Whole-of-life insurance: Why complaints are rising fast
- 29 October 2012
- From the section Business
An increasing number of people have been complaining about the apparent mis-selling of "whole-of-life" insurance policies.
These are policies which promise to pay out a supposedly fixed sum to the policy holder's inheritors when the customer eventually dies, with the payment coming from the investment proceeds of the person's monthly premiums.
Some people have been aggrieved to find that many years down the line, the bank or insurer that originally sold them their policy has decided that things have changed.

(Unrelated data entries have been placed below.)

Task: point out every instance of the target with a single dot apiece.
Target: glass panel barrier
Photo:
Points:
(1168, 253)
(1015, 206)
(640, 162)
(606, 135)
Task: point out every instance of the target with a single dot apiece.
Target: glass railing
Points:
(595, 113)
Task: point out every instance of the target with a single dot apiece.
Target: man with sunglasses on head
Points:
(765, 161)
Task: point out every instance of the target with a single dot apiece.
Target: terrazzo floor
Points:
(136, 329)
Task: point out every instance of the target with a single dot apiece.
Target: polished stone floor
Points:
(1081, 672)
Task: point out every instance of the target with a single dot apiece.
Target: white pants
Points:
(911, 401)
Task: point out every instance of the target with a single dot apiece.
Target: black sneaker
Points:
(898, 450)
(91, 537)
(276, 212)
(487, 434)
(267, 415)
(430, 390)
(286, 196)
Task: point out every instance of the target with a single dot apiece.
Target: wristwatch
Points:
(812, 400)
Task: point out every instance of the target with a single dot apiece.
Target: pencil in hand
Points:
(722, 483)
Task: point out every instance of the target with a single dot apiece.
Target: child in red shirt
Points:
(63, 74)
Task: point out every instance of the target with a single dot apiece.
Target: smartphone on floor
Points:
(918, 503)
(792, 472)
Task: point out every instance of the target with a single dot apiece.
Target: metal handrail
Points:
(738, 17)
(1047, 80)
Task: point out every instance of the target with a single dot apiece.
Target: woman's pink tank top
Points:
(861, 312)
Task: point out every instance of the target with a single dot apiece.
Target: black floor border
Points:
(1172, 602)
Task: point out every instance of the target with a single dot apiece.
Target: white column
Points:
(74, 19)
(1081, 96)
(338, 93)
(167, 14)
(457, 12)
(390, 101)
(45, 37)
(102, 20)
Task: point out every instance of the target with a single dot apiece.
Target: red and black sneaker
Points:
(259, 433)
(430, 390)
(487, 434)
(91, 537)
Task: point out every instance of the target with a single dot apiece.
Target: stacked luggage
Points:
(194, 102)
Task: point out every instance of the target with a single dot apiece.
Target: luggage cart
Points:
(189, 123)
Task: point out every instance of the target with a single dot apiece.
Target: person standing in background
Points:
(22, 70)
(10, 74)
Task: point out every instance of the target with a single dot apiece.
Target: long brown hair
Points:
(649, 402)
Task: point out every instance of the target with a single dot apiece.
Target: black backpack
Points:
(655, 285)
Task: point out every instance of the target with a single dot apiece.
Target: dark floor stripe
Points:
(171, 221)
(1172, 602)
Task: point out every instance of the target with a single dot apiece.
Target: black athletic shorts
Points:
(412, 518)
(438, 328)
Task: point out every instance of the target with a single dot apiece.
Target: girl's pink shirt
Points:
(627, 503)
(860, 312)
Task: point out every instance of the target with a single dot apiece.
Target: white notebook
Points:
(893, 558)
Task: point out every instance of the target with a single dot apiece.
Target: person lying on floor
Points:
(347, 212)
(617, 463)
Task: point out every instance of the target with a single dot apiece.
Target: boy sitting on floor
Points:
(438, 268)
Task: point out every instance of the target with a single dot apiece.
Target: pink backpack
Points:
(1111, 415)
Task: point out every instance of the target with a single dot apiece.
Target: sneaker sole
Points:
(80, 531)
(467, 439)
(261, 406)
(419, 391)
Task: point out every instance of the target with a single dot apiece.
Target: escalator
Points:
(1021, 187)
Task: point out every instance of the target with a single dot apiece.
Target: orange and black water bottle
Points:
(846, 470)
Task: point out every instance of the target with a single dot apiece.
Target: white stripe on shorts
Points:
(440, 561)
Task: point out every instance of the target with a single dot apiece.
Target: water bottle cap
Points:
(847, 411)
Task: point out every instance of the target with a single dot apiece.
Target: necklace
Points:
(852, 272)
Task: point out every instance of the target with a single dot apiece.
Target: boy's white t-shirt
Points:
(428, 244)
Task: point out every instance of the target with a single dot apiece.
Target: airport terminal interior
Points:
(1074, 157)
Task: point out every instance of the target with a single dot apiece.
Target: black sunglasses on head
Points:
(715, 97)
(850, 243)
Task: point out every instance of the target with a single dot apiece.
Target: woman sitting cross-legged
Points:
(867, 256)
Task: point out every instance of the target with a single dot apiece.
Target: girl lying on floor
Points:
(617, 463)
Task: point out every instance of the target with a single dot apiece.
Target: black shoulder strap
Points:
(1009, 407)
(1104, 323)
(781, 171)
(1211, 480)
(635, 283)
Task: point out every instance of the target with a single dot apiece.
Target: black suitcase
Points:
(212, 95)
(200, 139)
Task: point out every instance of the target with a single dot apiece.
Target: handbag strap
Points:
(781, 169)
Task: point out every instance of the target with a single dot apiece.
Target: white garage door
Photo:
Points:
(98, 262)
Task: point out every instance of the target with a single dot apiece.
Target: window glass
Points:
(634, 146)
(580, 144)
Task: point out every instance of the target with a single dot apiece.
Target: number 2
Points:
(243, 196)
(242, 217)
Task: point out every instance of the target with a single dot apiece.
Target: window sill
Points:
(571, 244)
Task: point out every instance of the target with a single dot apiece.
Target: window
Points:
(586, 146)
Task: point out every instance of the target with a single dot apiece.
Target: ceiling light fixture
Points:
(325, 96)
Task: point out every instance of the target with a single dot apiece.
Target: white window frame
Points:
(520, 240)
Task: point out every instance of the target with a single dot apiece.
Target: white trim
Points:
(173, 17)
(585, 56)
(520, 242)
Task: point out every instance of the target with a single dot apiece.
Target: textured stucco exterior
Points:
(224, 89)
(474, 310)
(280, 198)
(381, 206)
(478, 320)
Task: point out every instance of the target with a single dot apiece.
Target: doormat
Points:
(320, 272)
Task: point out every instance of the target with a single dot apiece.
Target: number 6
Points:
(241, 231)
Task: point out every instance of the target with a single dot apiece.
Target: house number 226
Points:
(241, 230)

Either the customer must pay more by way of monthly premiums or must accept that the eventual payout will be significantly lower than first thought.
The typical explanation is that investment returns have been much poorer than first anticipated many years ago, when the policies were first sold.
The main reason for the rising number of complaints - to banks, insurers and then the Financial Ombudsman Service (FOS) - is that the possibility of this sort of change was sometimes not made clear in the first place.
Yoga Kissoon, a semi-retired maths teacher from Norwood in South London, has had exactly this experience and has been pursuing a complaint with Barclays bank.
Her husband had taken out a whole-of-life policy in 1984 and she took out another one in 1990.
"We were looking for a policy where the sum assured stayed the same, and the premiums stayed the same, " Yoga explains.
"When we took it out we were on a tight budget. They assured us that the premium would stay the same throughout our life and the sum assured would stay the same.
"The problem is, exactly 20 years later for each of us, Barclays bank wrote to us saying that if we don't increase our premiums they will reduce our sum assured."
Policy value cut
In 2004 Yoga's husband, Mahesh, suffered a cut in the payout value of his life insurance from £30,000 to just under £25,000, and then in 2009 to £20,600, rather than pay more.
Telephone complaints to Barclays about this process got nowhere.
But when Yoga's policy suffered a similar cut in its payout value in 2010, to just under £24,000, she took up her complaint more vigorously with Barclays.
She failed to convince the bank that it had been guilty of some sort of mis-selling.
Barclays pointed out - accurately - that the possibility of a regular review of her policy, with attendant cuts in insurance value or increases in premiums, was referred to in the marketing brochure it supplied.
The brochure said: "In the event that the return is less than expected, existing cover can be maintained by increasing the premium. Alternatively the amount of cover can be reduced."
Crucially, the bank also refused to accept Yoga's claim that separate payment schedules had given the impression of permanently fixed payments.
Nor did it accept her assertion that when a Barclays salesman from the local branch had gone to her house to sell the policy, he had said that the premiums and payouts were guaranteed to stay fixed, as she wanted.
Unfortunately for Yoga, she waited too long before trying to take the matter to the Financial Ombudsman Service (FOS).
She waited more than six months and is now out of time.
However her original problem is not uncommon.
The number of complaints about these policies that went to the FOS rose by 26% in the last financial year, to 1,828.
The most common complaint was that it had not made clear at the point of sale that the policies could be reviewed at regular intervals, with premiums rising or benefits being cut.
"The review process has started to bite in lots of the policies that were sold 10, 15 or more years ago," said Tony Boorman, deputy chief executive of the FOS.
"[Our decisions] are usually about what we think really happened all those years ago when the policy was sold.
"Was it really made clear in the documentation to the customers, in the key facts, that this review could take place?" he said.
Now there has been a fresh surge of complaints to the FOS.
There were 1,187 in the first six months of the current financial year, though this was partly due to claims management firms drumming up speculative complaints on behalf of their customers.
In the end, only about a third of the whole-of-life complaints taken to the FOS in 2011-12 were upheld.
That was a much lower uphold rate than for many other types of complaint.
And among the more recent cases the uphold rate has dropped to just 23%.
The total number of whole-of-life insurance complaints is nowhere near as many as those about payment protection insurance (PPI), which have now reached half a million since they first started coming in a few years ago.
But Tony Boorman told the BBC that his organisation was keeping a close on eye on how they develop.
"It is not a red-flag problem but it is on the one-to-watch list," he said.